6.03 MARY: Going back to the text-image representation of the theater going, let me say as an aside, this is a yet another example of how different text is from speech. Oral instructions would be completely inadequate for a software developer — first this, next that, finally something else. Speech is relentlessly temporal. In order to think through this scenario, I need this kind of text-image alliance, we need to a spatialize meaning. This is how it becomes possible to anticipate a number of repeatable variables across many similar though different contexts. Then of course, the software needs to be tested, and we have to go back to a theater for that.

  • Reference: Cope, Bill and Mary Kalantzis, 2020, Making Sense: Reference, Agency and Structure in a Grammar of Multimodal Meaning, Cambridge UK, Cambridge University Press, pp. 122-25

6.54 MARY: So, what are we saying here? Philosophers of meaning have grappled with the entity-action tension. Alfred North Whitehead, English mathematician and philosopher and coauthor with Bertrand Russell of the monumental Principia Mathematica or “Principles of Mathematics,” said that language itself prioritizes objectification, where the subject as an object precedes and is separated from the predicate as action. As a consequence, we tend to atomize “the extensive continuum of the world” into separate entities. “We analyze the world in terms of static categories.” We spatialize the universe at the expense of fluency.

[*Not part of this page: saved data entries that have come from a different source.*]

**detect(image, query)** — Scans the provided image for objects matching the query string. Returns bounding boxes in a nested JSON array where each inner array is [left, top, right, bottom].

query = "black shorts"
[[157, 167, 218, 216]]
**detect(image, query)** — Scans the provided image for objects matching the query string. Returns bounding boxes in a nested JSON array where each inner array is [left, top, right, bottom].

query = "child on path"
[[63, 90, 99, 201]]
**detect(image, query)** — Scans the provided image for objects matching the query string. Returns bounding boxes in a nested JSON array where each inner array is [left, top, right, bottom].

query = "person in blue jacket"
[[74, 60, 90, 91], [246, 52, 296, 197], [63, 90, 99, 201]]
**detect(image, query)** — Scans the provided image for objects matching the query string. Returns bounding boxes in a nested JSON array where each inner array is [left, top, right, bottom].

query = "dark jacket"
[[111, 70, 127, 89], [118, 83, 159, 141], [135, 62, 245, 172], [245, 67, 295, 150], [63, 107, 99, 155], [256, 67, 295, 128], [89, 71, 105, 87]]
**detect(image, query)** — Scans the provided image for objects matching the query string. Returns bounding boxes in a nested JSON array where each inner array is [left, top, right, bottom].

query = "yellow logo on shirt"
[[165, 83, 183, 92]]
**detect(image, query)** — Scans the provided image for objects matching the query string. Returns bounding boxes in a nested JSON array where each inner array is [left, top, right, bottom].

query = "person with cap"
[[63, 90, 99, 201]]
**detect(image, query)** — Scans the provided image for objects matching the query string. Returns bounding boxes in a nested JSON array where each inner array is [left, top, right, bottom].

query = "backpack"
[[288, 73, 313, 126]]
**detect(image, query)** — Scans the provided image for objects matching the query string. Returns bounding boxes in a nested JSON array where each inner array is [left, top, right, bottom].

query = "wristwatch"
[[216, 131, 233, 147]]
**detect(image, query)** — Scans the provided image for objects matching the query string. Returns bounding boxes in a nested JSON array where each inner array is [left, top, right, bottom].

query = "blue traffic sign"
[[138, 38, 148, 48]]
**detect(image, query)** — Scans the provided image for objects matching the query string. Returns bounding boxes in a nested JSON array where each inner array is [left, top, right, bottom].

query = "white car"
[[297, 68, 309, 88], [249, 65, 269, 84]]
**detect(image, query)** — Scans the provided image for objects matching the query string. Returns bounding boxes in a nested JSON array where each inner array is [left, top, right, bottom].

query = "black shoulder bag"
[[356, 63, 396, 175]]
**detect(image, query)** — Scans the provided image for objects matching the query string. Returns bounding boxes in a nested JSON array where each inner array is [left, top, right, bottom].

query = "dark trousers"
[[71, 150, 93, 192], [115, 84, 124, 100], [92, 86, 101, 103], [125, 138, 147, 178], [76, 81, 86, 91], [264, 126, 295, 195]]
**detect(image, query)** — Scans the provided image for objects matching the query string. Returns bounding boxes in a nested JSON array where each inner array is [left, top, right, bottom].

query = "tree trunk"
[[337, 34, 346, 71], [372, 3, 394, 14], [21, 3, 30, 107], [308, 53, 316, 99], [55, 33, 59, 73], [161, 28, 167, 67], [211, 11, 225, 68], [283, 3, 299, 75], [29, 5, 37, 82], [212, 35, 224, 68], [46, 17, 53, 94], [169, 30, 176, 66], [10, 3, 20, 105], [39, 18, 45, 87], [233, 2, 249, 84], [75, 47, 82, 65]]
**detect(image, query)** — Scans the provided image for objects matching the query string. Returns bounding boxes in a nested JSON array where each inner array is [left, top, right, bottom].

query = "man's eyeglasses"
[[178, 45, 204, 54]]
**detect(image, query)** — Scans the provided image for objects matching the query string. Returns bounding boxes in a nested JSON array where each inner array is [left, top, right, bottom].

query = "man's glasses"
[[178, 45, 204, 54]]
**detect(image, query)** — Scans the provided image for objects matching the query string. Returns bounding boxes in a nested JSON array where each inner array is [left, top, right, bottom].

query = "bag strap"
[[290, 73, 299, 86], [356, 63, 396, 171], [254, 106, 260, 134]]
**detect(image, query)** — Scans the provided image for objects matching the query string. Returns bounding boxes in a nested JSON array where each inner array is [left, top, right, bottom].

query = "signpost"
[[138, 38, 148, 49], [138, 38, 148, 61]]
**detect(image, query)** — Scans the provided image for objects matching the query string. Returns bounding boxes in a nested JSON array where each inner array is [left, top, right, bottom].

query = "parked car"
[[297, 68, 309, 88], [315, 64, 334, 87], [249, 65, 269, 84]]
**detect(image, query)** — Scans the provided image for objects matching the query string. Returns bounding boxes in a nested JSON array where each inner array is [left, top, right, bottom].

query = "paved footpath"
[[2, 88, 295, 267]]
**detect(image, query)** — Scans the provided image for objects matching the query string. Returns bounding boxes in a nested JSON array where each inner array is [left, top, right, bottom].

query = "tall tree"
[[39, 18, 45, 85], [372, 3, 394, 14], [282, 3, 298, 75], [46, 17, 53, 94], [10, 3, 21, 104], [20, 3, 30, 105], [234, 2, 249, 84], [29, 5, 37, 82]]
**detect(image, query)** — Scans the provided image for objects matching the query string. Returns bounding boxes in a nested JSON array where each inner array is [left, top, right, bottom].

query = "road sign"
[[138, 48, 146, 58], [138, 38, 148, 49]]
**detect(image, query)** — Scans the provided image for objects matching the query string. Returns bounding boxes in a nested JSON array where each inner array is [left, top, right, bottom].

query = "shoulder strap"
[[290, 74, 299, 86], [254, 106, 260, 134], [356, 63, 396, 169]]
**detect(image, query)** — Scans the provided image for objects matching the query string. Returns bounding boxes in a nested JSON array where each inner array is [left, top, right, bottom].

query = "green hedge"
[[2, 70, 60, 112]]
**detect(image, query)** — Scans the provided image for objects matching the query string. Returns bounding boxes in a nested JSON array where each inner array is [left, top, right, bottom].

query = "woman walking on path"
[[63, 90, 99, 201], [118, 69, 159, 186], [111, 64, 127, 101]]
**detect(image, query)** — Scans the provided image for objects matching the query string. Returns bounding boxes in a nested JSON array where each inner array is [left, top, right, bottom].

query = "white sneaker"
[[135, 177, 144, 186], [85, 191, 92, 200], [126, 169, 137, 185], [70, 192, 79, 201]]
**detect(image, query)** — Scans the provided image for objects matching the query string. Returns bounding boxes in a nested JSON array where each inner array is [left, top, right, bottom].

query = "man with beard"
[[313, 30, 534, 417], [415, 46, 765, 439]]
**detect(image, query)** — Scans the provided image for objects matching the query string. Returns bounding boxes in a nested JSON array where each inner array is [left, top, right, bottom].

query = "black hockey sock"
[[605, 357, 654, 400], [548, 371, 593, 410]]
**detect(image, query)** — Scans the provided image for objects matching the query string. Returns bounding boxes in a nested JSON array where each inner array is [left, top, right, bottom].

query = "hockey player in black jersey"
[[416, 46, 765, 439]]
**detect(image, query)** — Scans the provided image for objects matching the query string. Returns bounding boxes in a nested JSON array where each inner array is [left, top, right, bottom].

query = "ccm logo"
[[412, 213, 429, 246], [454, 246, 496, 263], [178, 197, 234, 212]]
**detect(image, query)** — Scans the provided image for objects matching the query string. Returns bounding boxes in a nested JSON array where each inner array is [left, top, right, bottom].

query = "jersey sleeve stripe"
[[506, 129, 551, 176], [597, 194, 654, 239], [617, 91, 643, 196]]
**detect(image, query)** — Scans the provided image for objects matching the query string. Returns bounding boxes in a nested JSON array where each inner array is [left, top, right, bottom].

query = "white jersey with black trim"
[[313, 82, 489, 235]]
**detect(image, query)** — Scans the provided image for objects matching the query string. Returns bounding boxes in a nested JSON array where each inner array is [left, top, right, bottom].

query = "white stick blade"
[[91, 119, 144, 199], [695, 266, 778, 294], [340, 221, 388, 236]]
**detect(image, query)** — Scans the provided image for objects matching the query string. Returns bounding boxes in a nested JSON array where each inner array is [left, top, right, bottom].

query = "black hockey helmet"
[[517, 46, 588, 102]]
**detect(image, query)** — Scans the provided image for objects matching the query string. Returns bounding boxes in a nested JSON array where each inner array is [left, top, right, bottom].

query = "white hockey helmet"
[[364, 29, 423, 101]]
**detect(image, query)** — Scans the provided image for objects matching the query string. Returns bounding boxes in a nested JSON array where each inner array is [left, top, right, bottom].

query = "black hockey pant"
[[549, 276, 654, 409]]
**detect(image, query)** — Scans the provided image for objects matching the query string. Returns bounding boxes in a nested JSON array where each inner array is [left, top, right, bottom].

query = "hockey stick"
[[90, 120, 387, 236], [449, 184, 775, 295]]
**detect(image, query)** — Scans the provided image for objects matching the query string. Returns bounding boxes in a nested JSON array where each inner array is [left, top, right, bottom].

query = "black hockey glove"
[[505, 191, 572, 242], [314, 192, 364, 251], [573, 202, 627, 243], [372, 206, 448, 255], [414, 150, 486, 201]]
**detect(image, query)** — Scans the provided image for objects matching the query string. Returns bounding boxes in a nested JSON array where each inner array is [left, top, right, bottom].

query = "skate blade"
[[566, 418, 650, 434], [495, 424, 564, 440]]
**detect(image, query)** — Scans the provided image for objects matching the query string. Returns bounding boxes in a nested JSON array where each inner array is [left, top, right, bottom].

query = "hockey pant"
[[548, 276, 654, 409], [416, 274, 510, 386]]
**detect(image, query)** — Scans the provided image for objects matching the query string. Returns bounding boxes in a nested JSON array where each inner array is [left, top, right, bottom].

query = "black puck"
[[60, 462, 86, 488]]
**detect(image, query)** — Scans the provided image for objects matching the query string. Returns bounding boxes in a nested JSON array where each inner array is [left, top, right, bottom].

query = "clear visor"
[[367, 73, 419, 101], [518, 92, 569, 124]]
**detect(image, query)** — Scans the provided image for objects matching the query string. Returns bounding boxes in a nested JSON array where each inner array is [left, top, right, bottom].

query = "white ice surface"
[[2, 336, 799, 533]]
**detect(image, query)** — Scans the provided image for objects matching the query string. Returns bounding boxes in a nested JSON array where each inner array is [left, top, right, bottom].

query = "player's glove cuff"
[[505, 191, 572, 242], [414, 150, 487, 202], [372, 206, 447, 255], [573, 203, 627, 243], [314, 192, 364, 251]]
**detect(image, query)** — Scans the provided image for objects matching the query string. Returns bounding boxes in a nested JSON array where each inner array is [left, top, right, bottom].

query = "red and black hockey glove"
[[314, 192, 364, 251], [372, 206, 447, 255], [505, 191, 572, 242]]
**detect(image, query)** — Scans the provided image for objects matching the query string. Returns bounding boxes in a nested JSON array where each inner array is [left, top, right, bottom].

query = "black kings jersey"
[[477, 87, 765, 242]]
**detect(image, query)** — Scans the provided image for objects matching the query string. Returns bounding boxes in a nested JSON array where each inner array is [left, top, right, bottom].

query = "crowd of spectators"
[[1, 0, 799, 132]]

We freeze moments in time at the expense of the life history of the object.

  • Reference: Cope, Bill and Mary Kalantzis, 2020, Making Sense: Reference, Agency and Structure in a Grammar of Multimodal Meaning, Cambridge UK, Cambridge University Press, pp. 130-32.

7.50 MARY: French philosopher Henri Bergson said something similar, that the problem of philosophy to date had been to freeze reality into entities and their states for the purposes of construing it as facts (the empiricists) or concepts (the rationalists). Words deceive to the extent that they seem to denote changeless things. Conceptual analysis tends to freeze reality into entities. Images deceive to the extent that they freeze objects and persons in moments of time. Instead, we need to conceive reality in cinematographic terms, as movement and change.

  • Reference: Cope, Bill and Mary Kalantzis, 2020, Making Sense: Reference, Agency and Structure in a Grammar of Multimodal Meaning, Cambridge UK, Cambridge University Press, pp. 129-30.

8.30 MARY: Now we are saying something a bit different. We don’t want to prioritize entities or actions as if they were distinct things, nouns as if they were so very different from verbs, points and volumes as if they were so very different from vectors. Because the one has been the other and can always be the other again, any moment. We should focus on the movement, or what we call the transpositions. Here we are looking at movement on the vertical or functional axis in our grammar diagram, where one function is impatient to become the other, in this case entities and actions. So, when science objectifies, when it conceives an action as an entity, it does not create a thing, it makes a move.

  • Reference: Cope, Bill and Mary Kalantzis, 2020, Making Sense: Reference, Agency and Structure in a Grammar of Multimodal Meaning, Cambridge UK, Cambridge University Press, pp. 126-27.